Moses sends twelve spies into Canaan with a mission to bring back a report about the conditions existing there. Ten of the spies see a picture of overwhelming impossibilities and bring back a negative report of a hopeless situation. But two of them, Joshua and Caleb, see something entirely different and bring back a completely alternative report, never refuting the validity of the report of the other ten. All twelve spies inspect the very same geographical area, and all twelve tell the truth about what they observe, but they have conflicting perceptions of the same reality. A simple matter of perception cost Israel forty years in the wilderness.
See and Say
Moses’ twelve spies were commissioned to see something and to say something – to translate the visual into the verbal, so that the others waiting back at the camp could unify themselves around a collective vision. This principle of seeing and saying is something that you practice on a regular basis, either intentionally or unintentionally, and it can be your best friend or your worst enemy, depending on how you use it. The combination of positive visualization and verbalization in your life can be a powerfully transformative force, if you are consistent in your practical application of it. You are what you see that you are. You are what you say that you are.

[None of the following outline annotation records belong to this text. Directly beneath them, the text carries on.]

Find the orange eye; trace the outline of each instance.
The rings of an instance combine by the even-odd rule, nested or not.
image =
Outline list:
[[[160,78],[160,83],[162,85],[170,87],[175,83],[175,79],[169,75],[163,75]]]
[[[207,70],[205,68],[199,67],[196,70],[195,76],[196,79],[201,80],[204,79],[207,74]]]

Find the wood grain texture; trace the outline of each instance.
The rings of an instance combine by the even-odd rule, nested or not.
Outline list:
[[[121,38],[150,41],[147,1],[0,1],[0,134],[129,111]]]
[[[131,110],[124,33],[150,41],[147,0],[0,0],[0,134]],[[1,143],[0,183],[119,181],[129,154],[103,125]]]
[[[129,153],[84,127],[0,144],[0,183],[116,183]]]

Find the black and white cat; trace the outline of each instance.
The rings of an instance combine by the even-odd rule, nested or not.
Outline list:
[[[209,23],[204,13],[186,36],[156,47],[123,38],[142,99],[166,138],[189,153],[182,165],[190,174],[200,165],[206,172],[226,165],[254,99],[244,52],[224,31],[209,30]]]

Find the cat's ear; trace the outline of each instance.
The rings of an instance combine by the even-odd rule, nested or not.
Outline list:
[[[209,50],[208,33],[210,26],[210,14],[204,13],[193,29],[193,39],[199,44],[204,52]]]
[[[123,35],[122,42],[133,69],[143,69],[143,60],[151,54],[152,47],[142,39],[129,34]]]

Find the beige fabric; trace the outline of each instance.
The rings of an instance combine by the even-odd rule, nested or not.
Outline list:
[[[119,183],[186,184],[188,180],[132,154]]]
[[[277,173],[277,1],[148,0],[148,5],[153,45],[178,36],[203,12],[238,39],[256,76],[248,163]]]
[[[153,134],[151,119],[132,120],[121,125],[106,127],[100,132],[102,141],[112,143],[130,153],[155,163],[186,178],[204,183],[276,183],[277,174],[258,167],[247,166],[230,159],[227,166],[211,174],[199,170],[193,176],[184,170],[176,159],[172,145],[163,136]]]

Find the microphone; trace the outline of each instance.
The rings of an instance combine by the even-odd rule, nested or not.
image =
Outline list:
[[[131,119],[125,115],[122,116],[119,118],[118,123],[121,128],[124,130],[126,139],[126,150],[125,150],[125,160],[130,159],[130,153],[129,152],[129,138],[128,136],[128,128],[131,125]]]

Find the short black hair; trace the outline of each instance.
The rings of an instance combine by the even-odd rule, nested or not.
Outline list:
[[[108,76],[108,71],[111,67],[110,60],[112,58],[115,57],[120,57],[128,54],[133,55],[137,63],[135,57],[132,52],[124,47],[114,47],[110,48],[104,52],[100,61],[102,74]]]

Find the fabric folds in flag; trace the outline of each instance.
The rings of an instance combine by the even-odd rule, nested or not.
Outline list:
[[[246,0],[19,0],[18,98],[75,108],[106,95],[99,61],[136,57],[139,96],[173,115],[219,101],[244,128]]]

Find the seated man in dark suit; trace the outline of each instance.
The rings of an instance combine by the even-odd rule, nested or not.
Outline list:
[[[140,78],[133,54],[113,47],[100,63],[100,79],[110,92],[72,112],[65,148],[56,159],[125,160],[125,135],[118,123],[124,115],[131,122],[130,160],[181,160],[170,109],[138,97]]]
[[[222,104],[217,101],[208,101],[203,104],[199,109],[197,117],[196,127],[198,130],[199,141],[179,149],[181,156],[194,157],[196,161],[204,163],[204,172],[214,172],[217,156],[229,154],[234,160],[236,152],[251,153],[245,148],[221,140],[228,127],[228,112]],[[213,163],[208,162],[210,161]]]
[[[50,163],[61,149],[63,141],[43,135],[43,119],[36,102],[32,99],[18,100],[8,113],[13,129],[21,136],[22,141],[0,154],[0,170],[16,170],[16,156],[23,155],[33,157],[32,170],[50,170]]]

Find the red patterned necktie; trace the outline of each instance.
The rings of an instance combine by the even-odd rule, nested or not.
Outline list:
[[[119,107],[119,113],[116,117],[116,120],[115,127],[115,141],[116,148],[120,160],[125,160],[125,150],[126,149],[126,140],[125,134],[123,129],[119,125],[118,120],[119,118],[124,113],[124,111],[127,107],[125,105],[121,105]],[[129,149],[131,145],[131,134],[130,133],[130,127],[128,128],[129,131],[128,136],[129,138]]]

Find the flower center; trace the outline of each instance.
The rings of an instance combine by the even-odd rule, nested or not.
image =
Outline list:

This book is called 20/20 VISION because it is based on 20 daily affirmations that you can make concerning how you see yourself, and another 20 daily affirmations concerning how you see everything else. Each affirmation has commentary that expounds on its meaning for your life, with a plan to help you observe things in a better light and to encourage you to say something good about what you see every day. Remember that you are creating vision (visualization), changing vision (paradigm shift) and discovering vision (perceptive insight) all at the same time. You can change your life by changing the way you see things.